Fast evolving machine learning workloads have increasing requirements for networking, ranging from simple AllReduce to more challenging AlltoAll. However, host networking hardware like RDMA NICs is evolving slowly, e.g., broken DCQCN congestion control that is challenging to tune, and no multipathing support yet. This mismatch has severely hindered performance scale-up and incurred additional costs.

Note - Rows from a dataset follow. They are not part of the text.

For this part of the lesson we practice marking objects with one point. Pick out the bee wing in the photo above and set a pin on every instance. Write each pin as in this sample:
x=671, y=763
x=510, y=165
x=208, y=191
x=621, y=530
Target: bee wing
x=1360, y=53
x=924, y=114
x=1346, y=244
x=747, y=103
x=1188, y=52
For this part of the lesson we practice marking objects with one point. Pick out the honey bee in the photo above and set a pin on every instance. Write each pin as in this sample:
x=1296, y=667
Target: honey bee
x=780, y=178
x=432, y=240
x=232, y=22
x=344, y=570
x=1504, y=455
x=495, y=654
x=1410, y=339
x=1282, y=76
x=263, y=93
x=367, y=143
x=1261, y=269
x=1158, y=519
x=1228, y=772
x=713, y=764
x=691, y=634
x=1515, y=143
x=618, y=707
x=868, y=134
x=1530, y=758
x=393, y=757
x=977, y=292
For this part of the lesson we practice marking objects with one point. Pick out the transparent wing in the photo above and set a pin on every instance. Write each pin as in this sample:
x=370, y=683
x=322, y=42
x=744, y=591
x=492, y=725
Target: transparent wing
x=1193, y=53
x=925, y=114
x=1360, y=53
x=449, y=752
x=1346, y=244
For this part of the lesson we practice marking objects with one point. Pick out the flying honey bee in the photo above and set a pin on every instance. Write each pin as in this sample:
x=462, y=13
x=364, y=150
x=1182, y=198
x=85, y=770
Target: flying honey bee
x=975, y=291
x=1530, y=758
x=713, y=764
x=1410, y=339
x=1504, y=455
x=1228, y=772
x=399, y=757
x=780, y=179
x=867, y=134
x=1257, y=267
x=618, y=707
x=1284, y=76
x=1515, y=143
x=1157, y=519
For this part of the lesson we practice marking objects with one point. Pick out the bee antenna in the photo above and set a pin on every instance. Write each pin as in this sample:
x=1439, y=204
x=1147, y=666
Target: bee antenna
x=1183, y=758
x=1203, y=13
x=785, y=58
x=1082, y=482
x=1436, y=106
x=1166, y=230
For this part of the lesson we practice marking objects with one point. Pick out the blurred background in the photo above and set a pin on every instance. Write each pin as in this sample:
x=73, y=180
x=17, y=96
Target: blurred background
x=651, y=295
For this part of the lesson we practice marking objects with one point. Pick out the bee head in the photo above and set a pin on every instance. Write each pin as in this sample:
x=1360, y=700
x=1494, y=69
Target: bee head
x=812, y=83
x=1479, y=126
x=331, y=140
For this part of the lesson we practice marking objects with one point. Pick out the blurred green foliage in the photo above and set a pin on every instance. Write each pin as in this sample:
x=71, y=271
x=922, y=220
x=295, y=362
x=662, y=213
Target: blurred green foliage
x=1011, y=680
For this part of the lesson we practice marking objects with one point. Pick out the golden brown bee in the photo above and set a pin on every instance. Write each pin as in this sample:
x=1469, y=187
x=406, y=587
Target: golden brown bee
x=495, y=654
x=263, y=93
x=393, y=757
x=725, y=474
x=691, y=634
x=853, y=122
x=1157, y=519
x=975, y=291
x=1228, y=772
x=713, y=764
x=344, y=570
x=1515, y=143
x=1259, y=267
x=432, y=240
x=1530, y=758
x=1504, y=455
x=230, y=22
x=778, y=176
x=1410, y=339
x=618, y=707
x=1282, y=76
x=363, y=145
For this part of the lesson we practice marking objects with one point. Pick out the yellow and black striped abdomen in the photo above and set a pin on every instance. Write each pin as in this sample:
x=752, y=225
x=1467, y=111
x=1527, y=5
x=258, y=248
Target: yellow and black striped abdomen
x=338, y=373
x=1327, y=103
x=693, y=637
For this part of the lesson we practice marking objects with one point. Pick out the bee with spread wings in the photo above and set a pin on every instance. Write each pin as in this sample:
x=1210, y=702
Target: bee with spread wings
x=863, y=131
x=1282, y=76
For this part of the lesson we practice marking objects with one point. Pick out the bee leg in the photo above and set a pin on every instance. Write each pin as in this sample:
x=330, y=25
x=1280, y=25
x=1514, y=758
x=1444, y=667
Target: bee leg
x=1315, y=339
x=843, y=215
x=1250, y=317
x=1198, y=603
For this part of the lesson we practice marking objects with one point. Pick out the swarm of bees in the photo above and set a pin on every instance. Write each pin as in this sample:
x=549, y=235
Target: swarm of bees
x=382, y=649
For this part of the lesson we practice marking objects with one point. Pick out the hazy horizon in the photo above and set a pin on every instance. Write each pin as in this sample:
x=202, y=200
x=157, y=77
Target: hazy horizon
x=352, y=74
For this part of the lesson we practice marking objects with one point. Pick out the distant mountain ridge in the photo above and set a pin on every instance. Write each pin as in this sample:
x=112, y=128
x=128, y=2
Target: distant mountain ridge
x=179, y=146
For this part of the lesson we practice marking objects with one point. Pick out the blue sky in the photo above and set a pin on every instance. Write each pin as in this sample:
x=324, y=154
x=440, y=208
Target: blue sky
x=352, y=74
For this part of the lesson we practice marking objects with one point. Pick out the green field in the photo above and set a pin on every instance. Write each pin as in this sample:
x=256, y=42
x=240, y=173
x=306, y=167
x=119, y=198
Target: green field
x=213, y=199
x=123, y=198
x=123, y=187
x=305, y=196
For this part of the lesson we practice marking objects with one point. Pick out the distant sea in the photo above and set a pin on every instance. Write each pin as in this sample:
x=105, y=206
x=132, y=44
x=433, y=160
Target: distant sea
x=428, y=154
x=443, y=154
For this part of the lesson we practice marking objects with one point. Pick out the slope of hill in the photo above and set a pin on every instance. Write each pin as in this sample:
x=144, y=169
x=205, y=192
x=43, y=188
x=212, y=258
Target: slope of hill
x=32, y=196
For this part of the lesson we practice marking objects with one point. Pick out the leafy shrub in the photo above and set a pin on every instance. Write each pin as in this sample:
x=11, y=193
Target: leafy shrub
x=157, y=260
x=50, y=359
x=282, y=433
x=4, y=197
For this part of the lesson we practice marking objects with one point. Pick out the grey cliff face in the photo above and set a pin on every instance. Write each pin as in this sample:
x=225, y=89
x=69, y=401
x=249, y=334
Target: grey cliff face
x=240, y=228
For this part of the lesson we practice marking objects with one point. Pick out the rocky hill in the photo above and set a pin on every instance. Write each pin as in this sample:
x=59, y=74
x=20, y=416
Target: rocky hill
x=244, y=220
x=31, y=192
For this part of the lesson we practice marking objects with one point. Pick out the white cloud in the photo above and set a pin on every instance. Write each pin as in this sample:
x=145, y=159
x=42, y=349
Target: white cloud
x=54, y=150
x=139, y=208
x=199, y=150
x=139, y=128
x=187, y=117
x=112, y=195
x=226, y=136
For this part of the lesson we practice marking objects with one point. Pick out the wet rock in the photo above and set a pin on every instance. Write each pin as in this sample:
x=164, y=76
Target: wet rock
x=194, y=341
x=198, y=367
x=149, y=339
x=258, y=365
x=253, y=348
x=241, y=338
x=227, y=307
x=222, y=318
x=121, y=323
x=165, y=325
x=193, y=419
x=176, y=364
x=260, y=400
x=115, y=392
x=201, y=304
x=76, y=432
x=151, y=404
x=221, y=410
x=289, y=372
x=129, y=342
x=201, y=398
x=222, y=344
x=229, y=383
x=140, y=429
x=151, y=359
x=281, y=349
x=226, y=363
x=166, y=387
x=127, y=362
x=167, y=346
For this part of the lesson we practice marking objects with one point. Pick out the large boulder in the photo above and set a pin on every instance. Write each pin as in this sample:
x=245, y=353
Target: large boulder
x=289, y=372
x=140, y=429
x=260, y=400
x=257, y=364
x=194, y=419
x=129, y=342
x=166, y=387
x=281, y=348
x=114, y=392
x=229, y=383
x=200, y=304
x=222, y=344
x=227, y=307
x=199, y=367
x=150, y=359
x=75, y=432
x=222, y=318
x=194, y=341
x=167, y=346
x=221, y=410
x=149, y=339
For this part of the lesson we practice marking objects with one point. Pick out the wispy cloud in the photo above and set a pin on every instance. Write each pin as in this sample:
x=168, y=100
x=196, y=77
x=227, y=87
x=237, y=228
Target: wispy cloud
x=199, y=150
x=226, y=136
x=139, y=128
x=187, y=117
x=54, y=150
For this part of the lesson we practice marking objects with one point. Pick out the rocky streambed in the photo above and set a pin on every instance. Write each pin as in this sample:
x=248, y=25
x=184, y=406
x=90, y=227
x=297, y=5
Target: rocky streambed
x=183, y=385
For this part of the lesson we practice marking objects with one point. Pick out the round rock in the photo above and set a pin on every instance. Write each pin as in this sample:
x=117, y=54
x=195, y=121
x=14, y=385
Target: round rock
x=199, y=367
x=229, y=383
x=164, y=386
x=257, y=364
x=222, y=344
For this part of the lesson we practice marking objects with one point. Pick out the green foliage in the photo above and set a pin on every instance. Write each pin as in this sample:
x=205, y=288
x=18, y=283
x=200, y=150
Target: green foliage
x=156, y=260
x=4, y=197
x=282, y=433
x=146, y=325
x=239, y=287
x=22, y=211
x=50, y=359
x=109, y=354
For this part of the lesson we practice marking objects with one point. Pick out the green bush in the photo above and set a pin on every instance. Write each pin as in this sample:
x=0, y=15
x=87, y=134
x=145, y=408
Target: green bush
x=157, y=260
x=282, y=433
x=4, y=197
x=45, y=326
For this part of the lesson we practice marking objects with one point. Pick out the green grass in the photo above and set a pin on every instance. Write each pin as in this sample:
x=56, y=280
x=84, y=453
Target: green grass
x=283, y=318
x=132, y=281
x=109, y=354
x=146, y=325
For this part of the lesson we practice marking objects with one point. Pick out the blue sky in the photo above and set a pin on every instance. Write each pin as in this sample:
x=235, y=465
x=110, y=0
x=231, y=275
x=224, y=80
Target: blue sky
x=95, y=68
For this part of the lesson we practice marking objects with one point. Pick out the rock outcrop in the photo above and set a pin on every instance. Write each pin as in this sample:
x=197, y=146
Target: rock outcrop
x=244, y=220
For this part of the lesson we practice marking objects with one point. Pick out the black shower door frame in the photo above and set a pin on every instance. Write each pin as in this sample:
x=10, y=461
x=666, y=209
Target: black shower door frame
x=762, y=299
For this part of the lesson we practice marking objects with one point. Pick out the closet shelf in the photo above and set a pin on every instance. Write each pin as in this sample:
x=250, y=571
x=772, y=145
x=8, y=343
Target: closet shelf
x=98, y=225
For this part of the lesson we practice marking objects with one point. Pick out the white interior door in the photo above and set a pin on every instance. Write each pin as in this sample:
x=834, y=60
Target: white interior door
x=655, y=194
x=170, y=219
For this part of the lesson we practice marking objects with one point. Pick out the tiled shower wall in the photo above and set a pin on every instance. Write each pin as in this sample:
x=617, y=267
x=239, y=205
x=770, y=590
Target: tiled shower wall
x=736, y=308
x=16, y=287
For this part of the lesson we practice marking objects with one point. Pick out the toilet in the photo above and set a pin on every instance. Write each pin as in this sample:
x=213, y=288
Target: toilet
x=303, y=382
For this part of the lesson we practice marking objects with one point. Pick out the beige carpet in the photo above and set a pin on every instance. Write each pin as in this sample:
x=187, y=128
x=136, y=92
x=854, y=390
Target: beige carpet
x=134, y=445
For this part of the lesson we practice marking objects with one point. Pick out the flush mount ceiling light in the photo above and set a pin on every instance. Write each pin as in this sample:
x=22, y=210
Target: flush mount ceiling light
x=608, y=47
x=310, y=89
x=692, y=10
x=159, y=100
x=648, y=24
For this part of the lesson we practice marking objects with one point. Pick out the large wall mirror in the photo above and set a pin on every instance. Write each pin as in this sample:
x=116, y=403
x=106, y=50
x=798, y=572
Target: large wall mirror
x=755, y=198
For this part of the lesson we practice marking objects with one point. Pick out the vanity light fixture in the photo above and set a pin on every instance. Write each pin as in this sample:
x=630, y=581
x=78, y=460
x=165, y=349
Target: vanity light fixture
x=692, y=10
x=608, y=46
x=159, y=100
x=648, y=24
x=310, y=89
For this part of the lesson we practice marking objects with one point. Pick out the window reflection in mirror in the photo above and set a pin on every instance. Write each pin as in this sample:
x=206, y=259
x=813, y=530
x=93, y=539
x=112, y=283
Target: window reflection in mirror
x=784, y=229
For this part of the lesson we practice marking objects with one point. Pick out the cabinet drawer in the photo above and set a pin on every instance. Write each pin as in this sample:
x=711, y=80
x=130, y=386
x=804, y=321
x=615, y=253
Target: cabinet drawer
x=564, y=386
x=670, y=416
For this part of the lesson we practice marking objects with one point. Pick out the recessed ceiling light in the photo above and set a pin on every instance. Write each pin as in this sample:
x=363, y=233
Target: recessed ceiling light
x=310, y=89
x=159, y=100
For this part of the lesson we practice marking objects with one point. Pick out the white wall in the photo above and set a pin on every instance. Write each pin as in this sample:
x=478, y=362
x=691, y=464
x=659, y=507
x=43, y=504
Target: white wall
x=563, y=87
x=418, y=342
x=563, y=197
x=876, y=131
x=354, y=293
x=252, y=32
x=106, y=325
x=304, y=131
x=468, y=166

We present UCCL, an extensible software transport layer for GPU networking. UCCL separates the data path and control path of existing RDMA NICs, and achieves efficient software control for the transport running on host CPUs. The extensibility of UCCL transport allows us to implement a multipath transport with packet spraying to resolve ECMP collisions, a receiver-driven transport to handle network incast, and a selective retransmission scheme to handle packet loss. UCCL provides a drop-in replacement for NCCL (and RCCL), and outperforms NCCL by 2.3-3.3x for GPU collectives over RoCE and AWS EFA RDMA. UCCL is fully open-sourced at https://github.com/uccl-project/uccl.

Bio:

Yang Zhou is an Assistant Professor at UC Davis CS. He was a Postdoc at UC Berkeley SkyLab, working with Ion Stoica, and got his Ph.D. from Harvard University, advised by Minlan Yu and James Mickens. He has equal interests in core systems and ML systems research. He once received a Google Ph.D. fellowship.